Jane Akob and Carol Anderson, who are the co-leaders of the garden effort, said they plan to demonstrate to Baldwin City residents how an eyesore stump on their properties could be creatively used.

“We’re going to have a fairy garden around there,” Akob said of the stump at the western entrance to the pocket garden. “There will be a path through there and maybe a little table and chairs. We’ll have a roof on the top of the stump. We just want to show people who have a stump in their yard, there’s another way to handle that rather than have it removed.”

Anderson said another demonstration tip was planned for the season.

“We plan to have a lot more shade cover this year,” she said. “Cover is better than mulch.”

It’s the fifth year the master gardeners have tended the demonstration plot immediately to the west of the Lumberyard Arts Center. The progress they’ve made at the park in the center of downtown is documented in a book that local artist, photographer and writer Melinda Hipple recently presented the group. It shows the transformation of the lot from a tended but neglected plot to a downtown showcase.

There will soon be a new showcase across Eighth Street from the garden. Renovations are now underway at the vacant storefront at 723 Eighth St. The building will house a new Edward Jones office.

Previously, Peter Carr said he expected to open his Edward Jones office in the building at the start of 2017. The delay is something that often happens with renovation projects, Carr said recently.

“We ran into some unforeseen things that pushed it back,” he said. “We’re doing some major renovation on the inside and the exterior as well. I think when it’s done, it will be a space that will wow people and that they will be proud to have on that corner.”

Last month, the Baldwin City Council approved the application of landlords Stan and Stacy Carrington for a $5,000 grant to make facade improvements to the building. It is the second grant awarded in recent years for such improvements to downtown storefronts through the city’s facade and mural grant program. The other project was last year’s facade restoration that Alan Wright made at 715 High St.
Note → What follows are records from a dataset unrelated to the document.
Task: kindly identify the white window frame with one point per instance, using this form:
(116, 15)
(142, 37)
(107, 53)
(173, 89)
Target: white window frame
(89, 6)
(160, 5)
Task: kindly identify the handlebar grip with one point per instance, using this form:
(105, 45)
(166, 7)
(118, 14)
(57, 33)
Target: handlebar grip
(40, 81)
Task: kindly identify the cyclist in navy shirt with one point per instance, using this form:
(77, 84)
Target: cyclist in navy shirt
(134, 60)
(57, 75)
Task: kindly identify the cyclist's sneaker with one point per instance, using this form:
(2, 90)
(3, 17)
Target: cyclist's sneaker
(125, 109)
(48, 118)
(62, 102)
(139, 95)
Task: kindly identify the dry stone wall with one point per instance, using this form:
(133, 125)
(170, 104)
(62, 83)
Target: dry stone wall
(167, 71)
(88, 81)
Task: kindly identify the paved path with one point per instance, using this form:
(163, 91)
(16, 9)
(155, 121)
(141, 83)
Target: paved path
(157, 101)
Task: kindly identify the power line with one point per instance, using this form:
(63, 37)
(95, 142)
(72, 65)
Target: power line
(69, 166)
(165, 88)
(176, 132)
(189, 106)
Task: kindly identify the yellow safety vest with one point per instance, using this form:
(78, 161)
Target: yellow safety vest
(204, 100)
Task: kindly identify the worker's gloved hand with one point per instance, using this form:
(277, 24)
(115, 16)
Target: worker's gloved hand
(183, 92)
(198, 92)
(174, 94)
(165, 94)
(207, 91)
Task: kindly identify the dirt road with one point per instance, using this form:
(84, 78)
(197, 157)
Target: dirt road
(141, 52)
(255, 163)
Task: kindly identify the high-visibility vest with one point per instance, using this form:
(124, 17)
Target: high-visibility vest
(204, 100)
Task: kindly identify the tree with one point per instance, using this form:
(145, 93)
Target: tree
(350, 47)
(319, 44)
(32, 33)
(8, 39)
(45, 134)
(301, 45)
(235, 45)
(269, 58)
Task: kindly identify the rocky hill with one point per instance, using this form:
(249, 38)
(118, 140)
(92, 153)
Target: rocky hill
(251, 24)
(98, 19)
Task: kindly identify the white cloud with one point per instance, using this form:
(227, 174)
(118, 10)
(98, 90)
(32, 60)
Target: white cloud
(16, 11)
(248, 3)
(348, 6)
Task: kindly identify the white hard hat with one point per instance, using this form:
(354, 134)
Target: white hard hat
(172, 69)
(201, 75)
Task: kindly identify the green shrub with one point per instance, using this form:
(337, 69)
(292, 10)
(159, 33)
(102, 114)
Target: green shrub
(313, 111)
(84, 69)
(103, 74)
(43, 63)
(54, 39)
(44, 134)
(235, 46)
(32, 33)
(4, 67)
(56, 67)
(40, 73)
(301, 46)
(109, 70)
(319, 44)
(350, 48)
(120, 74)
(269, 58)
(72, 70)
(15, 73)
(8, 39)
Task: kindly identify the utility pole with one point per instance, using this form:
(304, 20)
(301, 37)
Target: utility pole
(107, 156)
Carr said he would like to have a gallery in his office of historic photographs of downtown Baldwin City and would welcome talking with anyone who had photographs or prints to share with him.

The city of Eudora has installed about 80 to 85 percent of its new electrical meters, Eudora Public Works director Mike Hutto told the Eudora City Commission on Feb. 27. Once all the meters are installed this month, they will be synced on the same platform that houses the wireless water meters. Once that conversion is done, the city will be out of the door-to-door meter reading business.

Hutto said some Eudora homeowners were apparently ready to see the end of strangers walking near properties. One contracted meter installer was surprised last month at the sound of a shotgun being racked behind him as he was working on the property, Hutto said. Turning around, he indeed found a woman leveling a gun on him.

City employees finished installing the meter for the spooked contract worker, Hutto said. It remains a mystery just who the gun-toting woman was. It wasn’t anyone living at the home where the meter was being installed, Hutto said.

The Baldwin City Chamber of Commerce will meet from noon to 1 p.m. Wednesday at the Lumberyard Arts Center, 718 High St. The guest speaker will be LaVerne Epp, of the Bioscience and Technology Business Center at the University of Kansas. The Homestead Kitchen and Bakery will cater the lunch. Cost of the lunch is $7.